From left, Democratic hopefuls for Illinois attorney general Scott Drury, Sharon Fairley, Aaron Goldstein, Renato Mariotti, Pat Quinn, Kwame Raoul, Nancy Rotering and Jesse Ruiz. | James Foster / Sun-Times
From left, Democratic hopefuls for Illinois attorney general Scott Drury, Sharon Fairley, Aaron Goldstein, Renato Mariotti, Pat Quinn, Kwame Raoul, Nancy Rotering and Jesse Ruiz. | James Foster / Sun-Times

As the race tightened and downstate results trickled it, Quinn’s supporters gathered at the downtown headquarters of the Chicago Regional Council of Carpenters.

Raoul was leading in Cook County and Chicago precincts, while Quinn was outperforming Raoul in downstate areas where his name is better-known than the South Side senator. Quinn has been on the statewide primary ballot 10 times since 1986.

But there were not enough Democratic votes outside the northeast corner of the state to carry Quinn back to the general election ballot.

Unions gave Raoul multiple six-figure campaign contributions, but Quinn tagged Raoul for some $160,000 in donations from tobacco sellers and utility companies.
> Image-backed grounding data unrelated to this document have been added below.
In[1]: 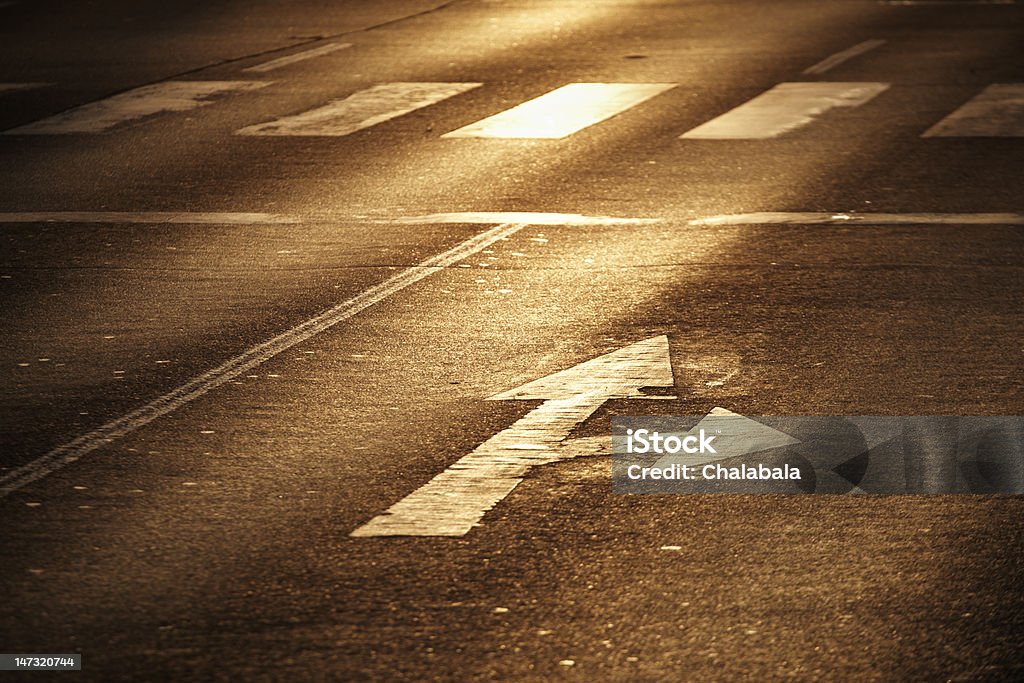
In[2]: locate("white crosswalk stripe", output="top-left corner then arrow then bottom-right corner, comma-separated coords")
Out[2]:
5,81 -> 269,134
443,83 -> 676,139
5,77 -> 1017,145
922,84 -> 1024,137
680,82 -> 890,139
236,82 -> 482,136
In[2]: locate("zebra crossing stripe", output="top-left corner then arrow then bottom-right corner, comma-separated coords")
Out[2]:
680,82 -> 889,139
5,81 -> 269,134
922,84 -> 1024,137
237,82 -> 482,136
442,83 -> 676,139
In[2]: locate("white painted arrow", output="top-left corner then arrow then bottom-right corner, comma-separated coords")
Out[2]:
351,336 -> 674,537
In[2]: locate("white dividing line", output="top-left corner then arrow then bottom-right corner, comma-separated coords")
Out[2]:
881,1 -> 1015,5
803,40 -> 886,75
5,81 -> 269,134
922,84 -> 1024,137
442,83 -> 676,139
0,211 -> 300,225
0,83 -> 50,94
390,211 -> 659,225
680,82 -> 889,139
0,211 -> 657,227
237,82 -> 481,136
351,336 -> 675,537
243,42 -> 352,73
689,212 -> 1024,226
0,221 -> 532,498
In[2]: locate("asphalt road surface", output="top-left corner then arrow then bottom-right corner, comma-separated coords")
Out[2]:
1,0 -> 1023,680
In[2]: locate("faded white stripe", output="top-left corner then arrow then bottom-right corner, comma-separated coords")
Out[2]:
0,211 -> 300,225
6,81 -> 269,134
881,1 -> 1014,5
923,84 -> 1024,137
0,221 -> 529,498
689,212 -> 1024,226
443,83 -> 676,139
0,82 -> 50,94
803,40 -> 886,75
243,42 -> 352,73
237,82 -> 481,136
391,211 -> 659,225
680,82 -> 889,139
0,211 -> 658,227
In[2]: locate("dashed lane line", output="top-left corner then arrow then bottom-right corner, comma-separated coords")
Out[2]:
0,83 -> 51,94
803,40 -> 886,76
243,42 -> 353,73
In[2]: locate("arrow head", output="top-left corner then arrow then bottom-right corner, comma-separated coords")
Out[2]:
488,336 -> 675,401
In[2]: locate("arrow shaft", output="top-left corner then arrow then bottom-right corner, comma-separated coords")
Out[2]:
351,394 -> 606,537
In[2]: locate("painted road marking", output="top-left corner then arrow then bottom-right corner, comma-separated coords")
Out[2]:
243,42 -> 352,73
442,83 -> 676,139
0,83 -> 50,94
4,211 -> 1015,228
351,336 -> 675,537
5,81 -> 269,134
689,212 -> 1024,226
680,82 -> 889,139
803,40 -> 886,75
881,1 -> 1015,5
0,212 -> 655,498
390,211 -> 659,225
922,84 -> 1024,137
1,211 -> 1016,228
237,82 -> 481,136
0,211 -> 654,227
0,221 -> 537,498
0,211 -> 300,225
Quinn had cast the role of attorney general as the state’s leading consumer advocate, and said the contributions would compromise Raoul in dealing with power companies on consumer and environmental issues and in tobacco litigation.

Raoul characterized Quinn as a “failed governor.” A late-season campaign ad featured tape of late Chicago Mayor Harold Washington berating Quinn, who had worked in the Washington administration.
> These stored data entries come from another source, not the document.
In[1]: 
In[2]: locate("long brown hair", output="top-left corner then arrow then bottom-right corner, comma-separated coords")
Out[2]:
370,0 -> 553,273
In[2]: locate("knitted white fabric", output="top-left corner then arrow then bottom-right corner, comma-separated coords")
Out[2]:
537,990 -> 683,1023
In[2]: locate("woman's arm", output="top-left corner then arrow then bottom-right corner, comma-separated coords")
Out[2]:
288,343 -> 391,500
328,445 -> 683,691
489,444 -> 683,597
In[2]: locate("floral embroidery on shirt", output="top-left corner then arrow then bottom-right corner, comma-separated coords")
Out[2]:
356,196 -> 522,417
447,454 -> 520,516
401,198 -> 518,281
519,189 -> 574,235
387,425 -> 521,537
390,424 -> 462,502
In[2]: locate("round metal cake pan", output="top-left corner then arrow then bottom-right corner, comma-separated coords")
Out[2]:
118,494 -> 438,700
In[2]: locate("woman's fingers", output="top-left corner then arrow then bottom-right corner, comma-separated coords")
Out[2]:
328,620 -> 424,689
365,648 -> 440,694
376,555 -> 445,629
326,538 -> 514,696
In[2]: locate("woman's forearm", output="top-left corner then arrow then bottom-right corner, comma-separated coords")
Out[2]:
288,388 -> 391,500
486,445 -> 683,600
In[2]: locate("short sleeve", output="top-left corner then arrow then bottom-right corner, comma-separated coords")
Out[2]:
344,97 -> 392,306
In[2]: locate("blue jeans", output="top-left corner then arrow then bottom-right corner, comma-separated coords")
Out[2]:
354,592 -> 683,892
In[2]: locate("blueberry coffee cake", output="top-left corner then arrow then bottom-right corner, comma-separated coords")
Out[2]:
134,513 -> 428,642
Highland Park Mayor Nancy Rotering led the rest of the Democratic field, with 9 percent of the vote, trailed by former federal prosecutor Scott Drury, a suburban state representative who touted his independence from Democratic House Speaker Mike Madigan. Drury, the only Democrat in the house who did not to vote for Mike Madigan for speaker in 2017, received 7.5 percent of the vote.

Chicago Park District Board President Jesse Ruiz tallied just under 6 percent of the vote, finishing ahead of former federal prosecutor and frequent cable news commentator Renato Mariotti and Aaron Goldstein, a defense attorney who once represented disgraced former Gov. Rod Blagojevich.